For new and newly converted condo projects submitted for Fannie Mae review via PERS, a qualified attorney engaged by the lender must review the legal documents and determine that they are in compliance with Fannie Mae’s requirements. The determination must be documented in writing but does not need to be a formal legal opinion. The lender must complete Form 1054 and attach the attorney review as part of the PERS submission process.
Fannie Mae reserves the right to require a review of the legal documents for an established condo project submitted for Fannie Mae review via PERS.

 

  1. Can lenders submit a PUD project through the PERS process?

Not generally. In most cases, the evaluation of PUD projects remains a lender-delegated function (i.e., project review is not required for most PUD projects). However, Fannie Mae requires lenders to submit PUD projects consisting of single-wide manufactured homes for review through the standard PERS process.

 

  1. What is the review process for manufactured housing?

Established projects consisting of manufactured housing may be reviewed by lender-delegated full review process. If the project is considered a new project, has resale restrictions, shared equity, is a community land trust project, or subject to a leasehold, it must be reviewed through the Fannie Mae PERS process. Multi-width manufactured homes that are part of a PUD project do not require a review.
 

  1. What are cohousing communities and are cohousing units eligible for Fannie Mae financing?

Co-housing communities are typically characterized by private unit ownership within a community that has explicit arrangements for shared community life and the responsibility for and ownership of common elements and amenities.
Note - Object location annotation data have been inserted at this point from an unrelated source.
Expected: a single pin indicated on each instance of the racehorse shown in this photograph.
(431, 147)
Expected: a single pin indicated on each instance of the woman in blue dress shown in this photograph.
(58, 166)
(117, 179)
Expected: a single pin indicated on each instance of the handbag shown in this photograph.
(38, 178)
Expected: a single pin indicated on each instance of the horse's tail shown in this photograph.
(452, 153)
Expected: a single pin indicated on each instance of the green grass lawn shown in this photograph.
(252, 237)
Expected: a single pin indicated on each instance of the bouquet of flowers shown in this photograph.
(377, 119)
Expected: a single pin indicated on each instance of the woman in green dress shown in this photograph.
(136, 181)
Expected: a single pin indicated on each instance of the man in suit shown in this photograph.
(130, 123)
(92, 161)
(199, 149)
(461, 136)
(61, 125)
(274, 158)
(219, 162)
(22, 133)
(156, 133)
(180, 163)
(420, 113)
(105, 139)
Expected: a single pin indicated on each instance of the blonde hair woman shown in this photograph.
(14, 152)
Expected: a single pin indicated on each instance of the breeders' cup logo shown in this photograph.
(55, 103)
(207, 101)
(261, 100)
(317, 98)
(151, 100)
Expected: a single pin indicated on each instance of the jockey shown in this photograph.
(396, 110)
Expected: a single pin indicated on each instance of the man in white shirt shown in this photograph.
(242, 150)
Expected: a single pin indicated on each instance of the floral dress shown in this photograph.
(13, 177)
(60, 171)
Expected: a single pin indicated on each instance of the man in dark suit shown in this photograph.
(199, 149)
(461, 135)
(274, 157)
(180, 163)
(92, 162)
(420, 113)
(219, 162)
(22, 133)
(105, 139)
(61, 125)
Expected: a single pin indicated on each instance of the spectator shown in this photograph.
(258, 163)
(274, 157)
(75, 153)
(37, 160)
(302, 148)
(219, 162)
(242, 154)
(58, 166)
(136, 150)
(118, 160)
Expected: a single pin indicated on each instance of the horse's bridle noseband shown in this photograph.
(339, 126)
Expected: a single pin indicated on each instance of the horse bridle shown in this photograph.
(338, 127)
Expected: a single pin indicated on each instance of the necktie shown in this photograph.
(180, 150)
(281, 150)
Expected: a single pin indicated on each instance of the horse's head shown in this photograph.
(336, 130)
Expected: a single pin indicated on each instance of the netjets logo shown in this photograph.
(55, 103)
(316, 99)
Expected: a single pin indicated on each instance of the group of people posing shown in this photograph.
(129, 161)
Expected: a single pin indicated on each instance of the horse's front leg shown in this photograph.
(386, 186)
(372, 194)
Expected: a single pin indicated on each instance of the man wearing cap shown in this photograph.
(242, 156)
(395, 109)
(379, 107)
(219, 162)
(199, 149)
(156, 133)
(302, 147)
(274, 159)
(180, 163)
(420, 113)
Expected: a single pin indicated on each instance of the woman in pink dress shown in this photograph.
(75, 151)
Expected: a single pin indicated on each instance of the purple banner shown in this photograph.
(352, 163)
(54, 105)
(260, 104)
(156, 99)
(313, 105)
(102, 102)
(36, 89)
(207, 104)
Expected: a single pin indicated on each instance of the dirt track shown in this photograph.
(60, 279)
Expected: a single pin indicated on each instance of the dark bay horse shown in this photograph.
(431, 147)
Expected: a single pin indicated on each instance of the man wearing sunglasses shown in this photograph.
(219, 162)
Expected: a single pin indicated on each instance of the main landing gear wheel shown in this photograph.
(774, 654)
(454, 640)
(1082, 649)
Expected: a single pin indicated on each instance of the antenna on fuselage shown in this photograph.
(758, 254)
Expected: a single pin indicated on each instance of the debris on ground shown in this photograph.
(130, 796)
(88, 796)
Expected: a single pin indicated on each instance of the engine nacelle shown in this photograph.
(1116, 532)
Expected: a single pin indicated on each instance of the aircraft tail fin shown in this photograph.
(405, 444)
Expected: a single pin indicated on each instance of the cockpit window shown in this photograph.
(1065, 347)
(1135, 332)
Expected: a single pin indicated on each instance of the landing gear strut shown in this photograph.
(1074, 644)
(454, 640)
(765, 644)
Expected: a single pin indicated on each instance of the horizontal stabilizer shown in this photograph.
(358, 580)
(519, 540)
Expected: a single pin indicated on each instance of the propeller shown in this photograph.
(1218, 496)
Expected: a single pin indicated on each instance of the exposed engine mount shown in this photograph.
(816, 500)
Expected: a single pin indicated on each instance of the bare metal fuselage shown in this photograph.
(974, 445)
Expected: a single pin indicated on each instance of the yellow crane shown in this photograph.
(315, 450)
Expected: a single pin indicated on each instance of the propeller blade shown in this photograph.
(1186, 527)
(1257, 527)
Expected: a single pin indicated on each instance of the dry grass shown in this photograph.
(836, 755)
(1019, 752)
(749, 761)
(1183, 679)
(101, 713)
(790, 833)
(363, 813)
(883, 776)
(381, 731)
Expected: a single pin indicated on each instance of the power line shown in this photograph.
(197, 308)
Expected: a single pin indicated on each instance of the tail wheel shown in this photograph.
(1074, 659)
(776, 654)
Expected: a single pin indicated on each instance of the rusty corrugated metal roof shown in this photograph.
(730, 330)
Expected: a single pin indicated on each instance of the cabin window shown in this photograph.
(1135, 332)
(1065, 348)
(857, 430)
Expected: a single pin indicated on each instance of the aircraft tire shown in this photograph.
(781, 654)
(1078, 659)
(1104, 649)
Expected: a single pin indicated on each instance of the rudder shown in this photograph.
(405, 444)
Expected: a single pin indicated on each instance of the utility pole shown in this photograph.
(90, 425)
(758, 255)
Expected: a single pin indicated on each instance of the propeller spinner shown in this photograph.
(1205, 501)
While these types of communities are often marketed to consumers as co-housing communities, they are typically legally organized as a condominium, co-operative, or PUD project. Other legal structures may also exist for co-housing communities, which may not meet Fannie Mae eligibility requirements such as common interest apartments. Mortgages secured by units in co-housing communities may be eligible for delivery to Fannie Mae provided the co-housing project and the subject property unit meet all Selling Guide provisions including any applicable policies related to project standards, deed restrictions, and insurance.